Micropublishing for Mobile: 3 Ways Small Content Makes a Big Impact

10-7-2013 8-13-49 PM
Micropublishing gives readers that’s small, but not compressed.

 

Micropublishing for mobile might be the next big thing. Readers get bite-sized pieces of content that’s just right for smartphones and tablets, and publishers get a new way to build their audience.

Different from just a scaled-down version of a larger website, micropublishing – also called subcompact – is designed small from the ground up. This isn’t paring down another story, it’s creating original content that’s intentionally sleek.

Craig Mod seems to have written the seminal essay on micropublishing at his Craigmod blog. He compares micropublishing with the subcompact vehicle trend of the late 1960s and early ’70s. When given all of the features of a typical car, automotive companies were perhaps tasked with figuring out, as Mod says, ”What’s the simplest thing we can build with this?”

So, given the contents of a typical newspaper or magazine, and their online counterparts, what’s the simplest thing you can make for mobile? Perhaps it shouldn’t be just a smaller version of what already exists.

Scaled down content might be a misnomer, if micropublishing is its own original thing. But to carry a brand across platforms, publishers do need to think about content volume, file size, and aesthetics in a way that keeps a brand recognizable from smartphone to tablet to computer to the glossy, tangible pages of a magazine.

Here are three ways to produce micro-content that takes advantage of this new trend.

Use Publishing Tools Designed for Micropublishing

It sounds simple enough, but the tools you need to create content for smartphones and tablets aren’t necessarily the same as other tools. According to Mod, micropublishing tools should be simple and easy to understand with few instructions. Like the content itself, these tools are the result of assessing what’s common, and figuring out the best thing to build with it.
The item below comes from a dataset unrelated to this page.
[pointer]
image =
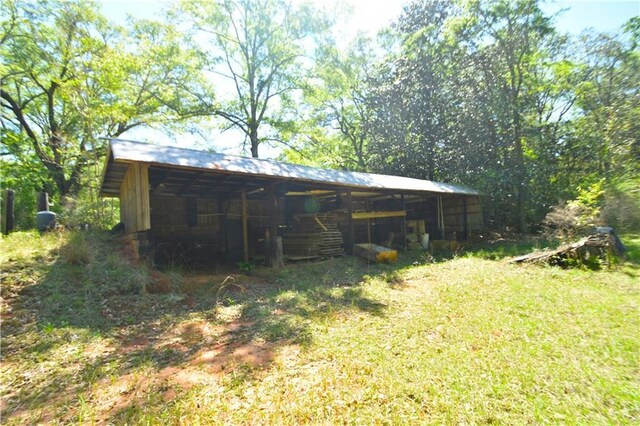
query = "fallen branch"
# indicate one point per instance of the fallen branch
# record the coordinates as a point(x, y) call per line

Don’t Give Your Work Away for Free

Young woman smiling, using a digital tablet.
A subcompact magazine or news publication is optimized for the device where readers find it.

Content might be small, but that doesn’t mean there’s no value. Don’t be shy about subscription-based access. If you’re wondering how much revenue a subcompact magazine could generate, consider The Magazine, the breakout micro magazine for mobile. According to PandoDaily , at $1.99 per month, The Magazine is turning a definite profit.

Appreciate the Beauty of ”Small”

The point of micropublishing isn’t compressing as much as you can to fit on a miniature display. Consider the last time you checked out magazine covers and newspapers on the Newsstand app. Did they make the best use of the space available, or did they all look like Barbie-sized versions of their full-size counterparts? Mod says the reason why these publications look like minis is because they are. There’s no separate attention to optimizing covers and content for small-scale devices. With micropublishing, it’s different. The whole point is small, so start and end that way.

Micropublishing lets even one-man or one-woman-show publishers produce compelling material, and the market shows there’s an appetite for it. Don’t apologize for being small, since that’s the beauty of micro. Instead, celebrate it. With cross-platform marketing, a micro magazine can even complement a large, thriving press.

There’s plenty of inspiration, if you need some. Although The Magazine claimed its spot as one of, if not the premier subcompact magazine, the trend is taking off. It’s yours to shape as you see fit.